Le situazioni possono essere molte come mi ha condiviso Anna. Tanti pensieri e domande per le quali decidere di esprimere la propria vitalità e quindi per entrare nelle cose o continuare a vederle da fuori: 

  • Mi dicono che si vede quello che penso… quindi in azienda non riesco a nascondere nella voce, nei toni, nei modi ciò che penso di un collega… Se è uno stupido, uno scanza fatiche etc… dicono che lo faccio capire 
  • Ho superato questo problema non cercando di mentire ed essere falsa…ma cercando di trovare sempre e dico sempre qualcosa di gradevole in quella persona… anche slegata dal lavoro…e mi “attacco” ad amare quella persona per gli hobby che ha, perché ha un figlio della stessa età del mio, etc… Bisogna amare i colleghi per sopportarli !!
  • Gruppo piccolo e molto affiatato: un clan dove non riesco ad entrare nel “circolo della fiducia”.
  • Nuova attività: mi sento una stagista. Scoprire l’umiltà, la necessità di chiedere aiuto…
  • Cambiamento organizzativo che mi penalizza: scappare o rivoluzione interna?
  • É più facile cambiare lavoro o cambiare se stessi? Sono convinta che non è molto importante quello che si fa ma come lo si fa…
  • Muore il capo: come reagire?
  • Gestire persone: che fatica! come motivare senza strumenti efficaci….
  • Resilienza nel lavoro: che significa nella vita quotidiana
  • La consapevolezza che questo lavoro non è per sempre… non mi faranno lavorare fino alla pensione…paura del futuro, opportunità x il cambiamento?
  • Stesso lavoro da troppo tempo: la comodità mi ha trasformato in una persona pigra e chiusa alle novità/cambiamento.
  • Parlare in pubblico: paura, come sbloccarsi. Piccole sfide che aiutano a crescere.
  • Comunicazione: mi dicono che sono assertiva, troppo diretta… come assecondare gli standard aziendali e rimanere se stessa

 

Come rispondere alla domanda? Con un’esperienza!

Svolgimento.

  1. Osservare i tuoi colleghi. Senza fretta. Forse sei seduto alla scrivania oppure stai prendendo un caffè. Sei in riunione.
  2. Osserva cosa fanno. Forse i loro movimenti sono bruschi, lenti o decisi. Presta attenzione al tono della voce, guarda le mani, come sono vestiti, i loro tic. Concentrati sul dettaglio. L’obiettivo non è fare gossip o gli intrusi ma provare ad entrare in contatto con le persone a far parte di quello che vedi.
  3. Adesso prova a rispondere senza pensarci troppo “Quali sensazioni emergono?” “Quanto sono intense?”

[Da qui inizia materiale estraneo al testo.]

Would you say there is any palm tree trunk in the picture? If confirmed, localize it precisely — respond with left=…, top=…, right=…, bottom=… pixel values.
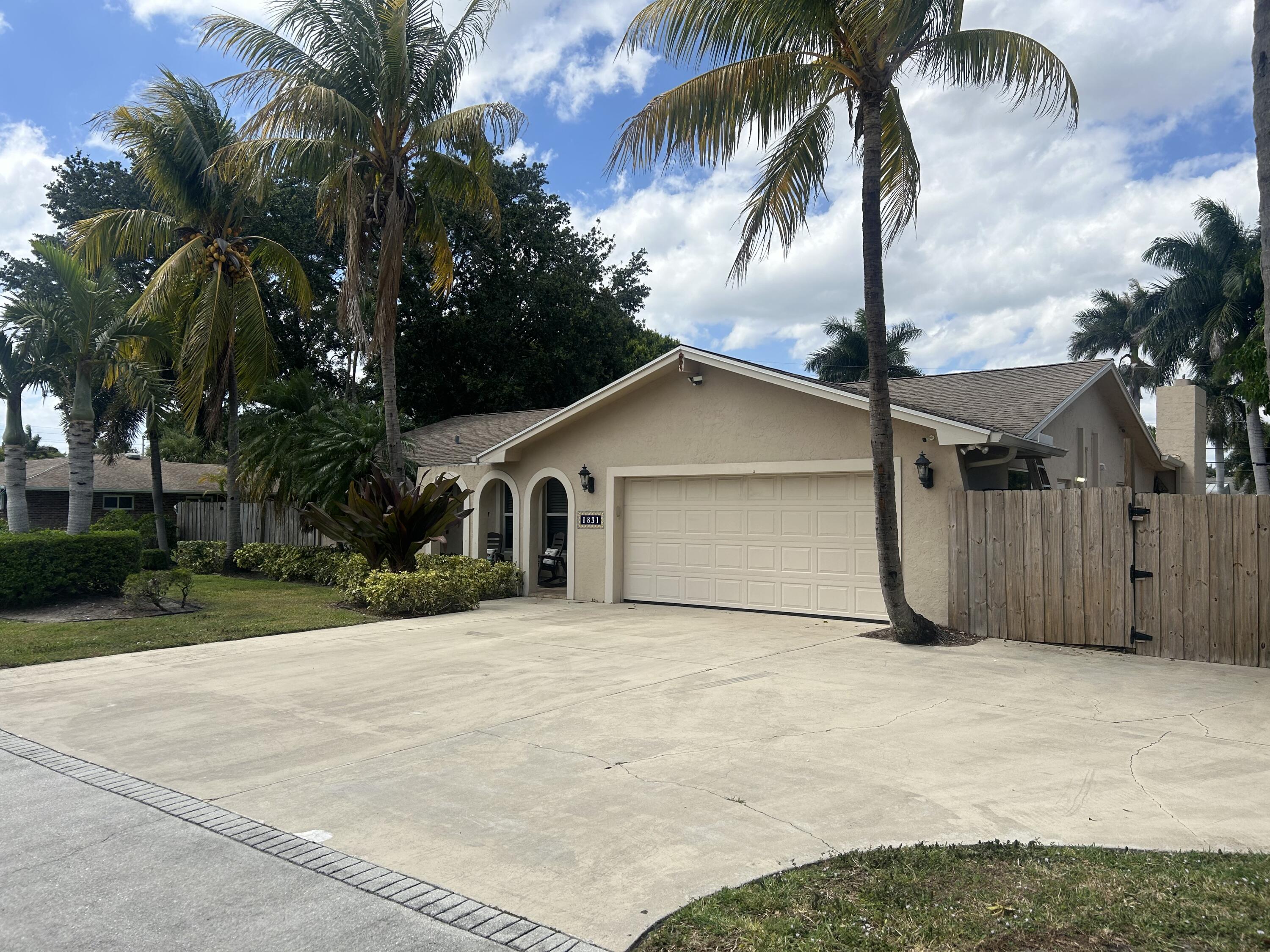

Quando guardiamo quello che abbiamo intorno ci dimentichiamo che ci siamo anche noi. Non è scontato. In Occidente vale la scienza e la scienza separa (osservatore e osservato). Noi ci poniamo come osservatori della realtà. Ma non è solo così. Ci sei anche tu. Possiamo sintetizzare dicendo che Tu non stai solo di fronte all’altro ma con l’altro.

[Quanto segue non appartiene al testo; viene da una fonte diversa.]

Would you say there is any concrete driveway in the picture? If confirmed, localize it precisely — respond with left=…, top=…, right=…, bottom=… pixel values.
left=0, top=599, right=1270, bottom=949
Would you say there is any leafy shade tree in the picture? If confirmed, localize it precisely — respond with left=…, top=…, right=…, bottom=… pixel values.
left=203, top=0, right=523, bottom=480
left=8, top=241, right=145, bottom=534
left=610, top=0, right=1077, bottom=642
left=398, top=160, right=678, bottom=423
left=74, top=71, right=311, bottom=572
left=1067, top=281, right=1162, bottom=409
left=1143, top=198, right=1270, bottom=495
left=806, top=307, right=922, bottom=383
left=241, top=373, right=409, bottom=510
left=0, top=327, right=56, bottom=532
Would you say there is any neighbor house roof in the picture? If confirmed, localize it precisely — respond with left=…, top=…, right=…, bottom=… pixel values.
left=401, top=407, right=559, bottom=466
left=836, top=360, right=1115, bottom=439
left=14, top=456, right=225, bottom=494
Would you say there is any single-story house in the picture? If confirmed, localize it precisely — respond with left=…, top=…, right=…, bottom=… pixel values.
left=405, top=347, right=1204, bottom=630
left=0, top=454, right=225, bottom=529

Questo vale “sempre”. Facciamo un esempio. Vedere un tramonto può essere un oggetto (è qualcosa di esterno) oppure qualcosa che ti coinvolge e quindi ti emoziona. L’esperienza passa anche attraverso il corpo altrimenti è solo in testa.

É la differenza tra il dire che “…sono cosciente” oppure “…sono consapevole”.

La consapevolezza è un processo di conoscenza delle emozioni quindi interno perché coinvolge il corpo. La coscienza è invece un processo cognitivo di comprensione di un fatto esterno e coinvolge il pensiero.

Ora ripeti l’esperienza e invece di osservare i tuoi colleghi osservaTi.

Se sei arrivato fin qui vuol dire che sei interessato seriamente alla tua vitalità lavorativa.